Effects of the ionophores X537A and A23187 on GABA,glycine, and taurine release from chick retinal subcellular fractions

The ionophore X537A at concentrations of 5–20 M stimulated the release of ³H]GABA and ³⁵S]taurine, from retinal subcellular crude nuclear (P₁) and crude synaptosomal (P₂) fractions. The release of ³H]GABA increased 114% and 136% over control values in P₁ and P₂ fractions, respectively. The efflux of ³⁵S]taurine from P₁ was increased by 45% and that from P₂ by 21%. X537A increased⁴⁵Ca²⁺ uptake in the P₂ fraction but not in the P₁ fraction. The effect of X537A on the amino acid release was not dependent on the presence of exogenous calcium. X537A did not affect ³H]GABA or ³⁵S]taurine uptake by the retinal fractions. A23187 enhanced ³H]GABA release from P₁ and P₂ by 52% and 105%, respectively.
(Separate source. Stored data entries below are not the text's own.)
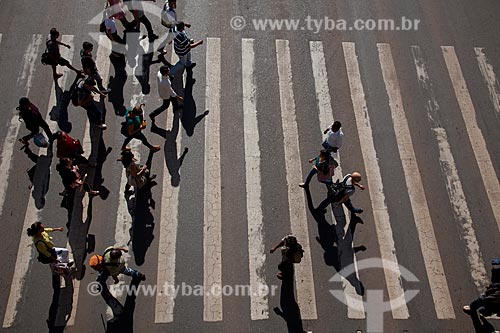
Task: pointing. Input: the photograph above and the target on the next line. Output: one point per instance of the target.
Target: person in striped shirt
(182, 47)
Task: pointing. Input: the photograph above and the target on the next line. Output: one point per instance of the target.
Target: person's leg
(165, 104)
(350, 207)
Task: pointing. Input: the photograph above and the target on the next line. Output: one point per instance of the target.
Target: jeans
(138, 136)
(164, 106)
(184, 61)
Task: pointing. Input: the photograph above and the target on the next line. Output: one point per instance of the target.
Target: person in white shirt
(333, 140)
(167, 94)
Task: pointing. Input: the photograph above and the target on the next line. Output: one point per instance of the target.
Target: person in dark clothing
(33, 120)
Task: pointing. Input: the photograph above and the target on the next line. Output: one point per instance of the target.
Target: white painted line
(374, 181)
(449, 169)
(24, 82)
(212, 264)
(488, 174)
(32, 215)
(256, 249)
(416, 191)
(355, 307)
(489, 78)
(169, 221)
(306, 297)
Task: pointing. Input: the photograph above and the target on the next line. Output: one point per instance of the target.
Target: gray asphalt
(458, 23)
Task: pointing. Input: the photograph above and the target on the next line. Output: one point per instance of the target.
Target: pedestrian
(487, 304)
(169, 20)
(33, 120)
(57, 257)
(323, 165)
(67, 147)
(333, 140)
(84, 88)
(291, 253)
(71, 178)
(89, 66)
(167, 94)
(182, 47)
(133, 125)
(343, 196)
(139, 17)
(54, 55)
(114, 265)
(137, 175)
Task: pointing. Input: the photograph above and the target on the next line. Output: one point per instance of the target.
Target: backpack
(337, 190)
(42, 258)
(97, 261)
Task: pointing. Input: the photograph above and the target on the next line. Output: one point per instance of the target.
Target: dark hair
(24, 102)
(34, 229)
(87, 46)
(164, 70)
(115, 254)
(180, 25)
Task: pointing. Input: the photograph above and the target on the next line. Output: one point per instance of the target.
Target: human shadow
(59, 112)
(189, 119)
(342, 255)
(123, 315)
(170, 148)
(141, 232)
(290, 310)
(117, 83)
(62, 304)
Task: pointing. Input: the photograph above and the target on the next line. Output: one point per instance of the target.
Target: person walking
(114, 265)
(54, 55)
(133, 125)
(67, 147)
(57, 257)
(323, 165)
(182, 47)
(166, 93)
(348, 184)
(334, 137)
(33, 120)
(291, 253)
(137, 175)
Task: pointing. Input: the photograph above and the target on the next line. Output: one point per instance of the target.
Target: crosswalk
(298, 214)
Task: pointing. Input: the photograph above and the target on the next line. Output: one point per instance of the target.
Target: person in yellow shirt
(57, 257)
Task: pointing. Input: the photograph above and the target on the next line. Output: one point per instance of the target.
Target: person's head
(35, 229)
(24, 102)
(324, 154)
(164, 70)
(180, 25)
(336, 126)
(54, 34)
(356, 177)
(115, 254)
(87, 47)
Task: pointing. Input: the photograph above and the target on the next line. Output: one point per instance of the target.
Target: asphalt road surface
(420, 111)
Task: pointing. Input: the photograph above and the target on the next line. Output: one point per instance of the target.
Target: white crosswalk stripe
(418, 200)
(306, 297)
(213, 218)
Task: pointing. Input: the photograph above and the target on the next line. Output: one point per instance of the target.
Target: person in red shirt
(67, 147)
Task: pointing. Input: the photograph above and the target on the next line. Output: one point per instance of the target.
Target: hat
(127, 155)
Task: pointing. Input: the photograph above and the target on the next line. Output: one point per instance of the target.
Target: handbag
(40, 140)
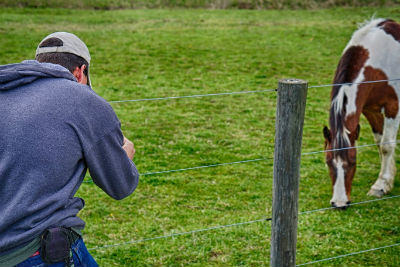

The ionophore also increased ¹⁴C]glycine liberation in both P₁ (35%) and P₂ (50%) but failed to stimulate ³⁵S]taurine release. A23187 produced a transient increase of⁴⁵Ca²⁺ uptake of 38% in P₁ and 30% in P₂. The effects of A23187 on the release of amino acids were calcium dependent. The amino acid uptake was not affected by the ionophore. These results are consisent with the suggested neurotransmitter role for GABA at the outer synaptic layer and for GABA and glycine at the inner synaptic layer of the retina. A neurotransmitter role for taurine is not supported by the present results.